We like Rick Riordan. We like him enough that we would probably enjoy reading his grocery list (2 yams large enough to eat Manhattan, 1 gallon milk, preferably cow rather than yak, Q-tips of doom…). Fortunately, he wrote another book we got to read instead. Read Son of Neptune, but read all the rest of his books first. Be aware: these books are like crack; you may not leave your house again until you have finished them all.
As I was reading Jasper Fforde’s most recent Thursday Next book, I kept thinking that T. would like his work. My only question was whether T. had read enough of the books referred to in the books to understand what was going on and to find it funny. In answer to this thought, Jasper kindly put two books in the store in the YA section, The Last Dragonslayer and The Song of the Quarkbeast. They are just as clever and outrageously funny as all his other books, but knowing how to read is the only prerequisite to enjoyment. When you are done reading all of Rick Riordan’s books, start on Jasper Fforde’s. (His grocery list might run to things like Dodo snacks and Ex-Lax for constipated wizards…).
In school, T. read several O. Henry stories. I hadn’t read any since maybe middle school, but I came across The Best Short Stories of O. Henry and plunged in to see what I thought now. T. was not impressed. I understand why, now that I’ve reread. He is masterful at the concluding twist, but all the stories are the same. Perhaps the book is now the literary equivalent of a charm bracelet—out of fashion, but interesting in its way (please note that I love charm bracelets, fashion or no.) as an artifact of a particular time and place.

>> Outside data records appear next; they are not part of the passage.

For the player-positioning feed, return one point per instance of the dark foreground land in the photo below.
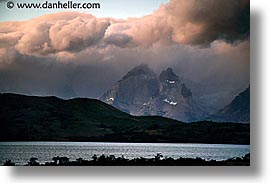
(158, 160)
(28, 118)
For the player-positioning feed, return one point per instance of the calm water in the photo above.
(21, 152)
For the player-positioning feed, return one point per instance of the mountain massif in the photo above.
(237, 111)
(29, 118)
(141, 92)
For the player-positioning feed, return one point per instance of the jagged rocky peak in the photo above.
(141, 92)
(142, 69)
(168, 76)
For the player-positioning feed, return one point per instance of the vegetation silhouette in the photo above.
(158, 160)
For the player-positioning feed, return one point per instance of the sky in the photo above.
(82, 54)
(109, 8)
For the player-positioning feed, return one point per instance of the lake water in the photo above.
(21, 152)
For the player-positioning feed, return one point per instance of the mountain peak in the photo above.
(142, 69)
(168, 75)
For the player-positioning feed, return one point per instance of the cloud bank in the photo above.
(76, 54)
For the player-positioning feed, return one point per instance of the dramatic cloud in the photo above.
(70, 54)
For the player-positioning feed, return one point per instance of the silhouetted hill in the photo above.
(237, 111)
(28, 118)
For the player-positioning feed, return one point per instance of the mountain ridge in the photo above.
(27, 118)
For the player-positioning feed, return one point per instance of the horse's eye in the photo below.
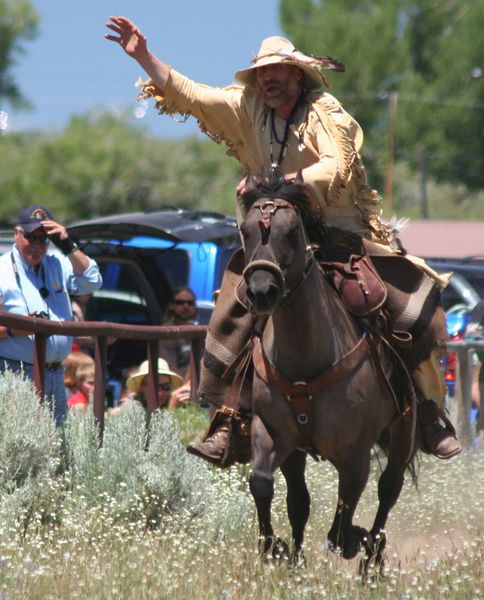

Wildwood is a book we bought in Sydney for both of us to read. For a change, I got to go first. I think T. will like it, at least partly for the coyote army and the cannons. I liked it because it’s a great story with smart characters who have to figure things out. Also because it is about the areas of the map where the unknown is.
I have had several E. Nesbit books on my shelf for a long time. They come in free e-book form, so I downloaded the lot to my iPad and devoured The Wouldbegoods, New Treasure Seekers, and Five Children and It. I think T. would have liked the stories when he was younger because the children get into some lovely troubles. I have two more left, but I’m saving them for a gloomy day. That concludes my reading in the kid and young adult realm for the moment.
I finished Careless in Red and prepared to be sad. It was my last novel-length Elizabeth George novel. She’s a genius. And, fortunately for me, her next book is coming out in six days. I love it when authors get my psychic messages.
My reading of Trollope continues slowly. I finished The Kellys and the O’Kellys. There were plenty of good Victorian problems and an ending full of weddings. It stays on the shelf. I can’t think of a person I would buy it for, but there is probably someone out there.
At a used book sale, a copy of The Lacuna insisted that I buy it because it was a hardback book, I wanted to read it, and it was a buck. More than worth the investment of a dollar (and almost as good a deal as the copy of Underworld I scored for a quarter at a library book sale!). It was fascinating! What’s not to like about a book with painters, writers, and communists? And, of course, really nice prose.
Finally, I read The Christian Agnostic. It is out of print. I expect this is because of the psychic leanings of the author. The person who recommended it to me did not remember that part, but rather the part where the book talks about the conflict between traditional church liturgy and services and rational thought. It did not help me through my current spiritual issues, but it is an interesting examination of the problem.
Until I read something else, this is it!